47342-2 0.000000 0.000000 0.696113 0.855720
47343-2 0.441017 0.000000 0.587986 0.941870
47344-2 0.639157 0.000000 0.344870 0.858989
47345-2 0.196760 0.000000 0.612479 0.855991
47346-2 0.000000 0.000000 0.774775 0.981311

3309 rows × 4 columns

As described in [Hartmann et al., 2020], let us transformed using an inverse hyperbolic sine (arcsinh) co-factor of 0.05, to allow us to compare the computed mean intensities with the values contained in adata.

adata.obsm["img_features_transformed"] = np.arcsinh(adata.obsm["img_features"] / 0.05)

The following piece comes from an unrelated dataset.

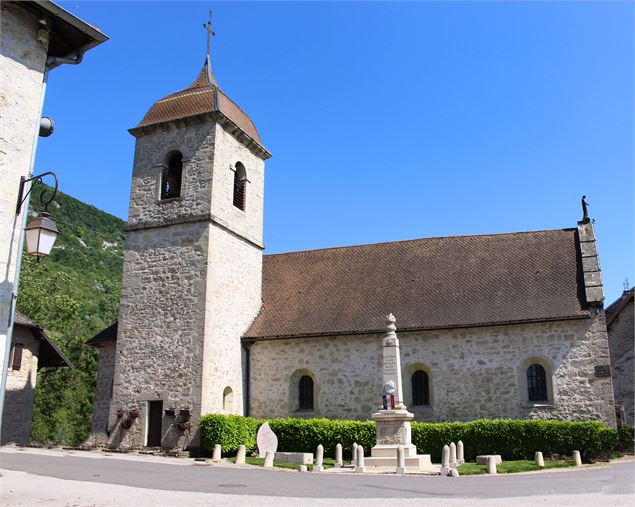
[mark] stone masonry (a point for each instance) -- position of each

Now, let’s visualize the result:

channels = ["CD45", "CK", "vimentin"]

fig, axes = plt.subplots(1, 3, figsize=(15, 3))
for i, ax in enumerate(axes):
    X = np.array(adata[:, channels[i]].X.todense())[:, 0]
    Y = adata.obsm["img_features_transformed"][f"segmentation_image_intensity_{i}"]
    ax.scatter(X, Y)
    ax.set_xlabel("true value in adata.X")
    ax.set_ylabel("computed mean intensity")
    corr = np.corrcoef(X, Y)[1, 0]
    ax.set_title(f"{channels[i]}, corr: {corr:.2f}")
../../_images/3a05806e5309de206c900d32940d13631dfd33b594533fda62ce7eced264d945.png

We get high correlations between the original values and our computation using Squidpy. The remaining differences are probably due to more pre-processing applied by the authors of [Hartmann et al., 2020].

In this tutorial we have shown how to pre-process imaging data to extract per-cell counts / mean intensities using Squidpy. Of course it is also possible to apply spatial statistics functions provided by the squidpy.gr module to MIBI-TOF data. For examples of this, please see our other Analysis tutorials, e.g. Analyze seqFISH data.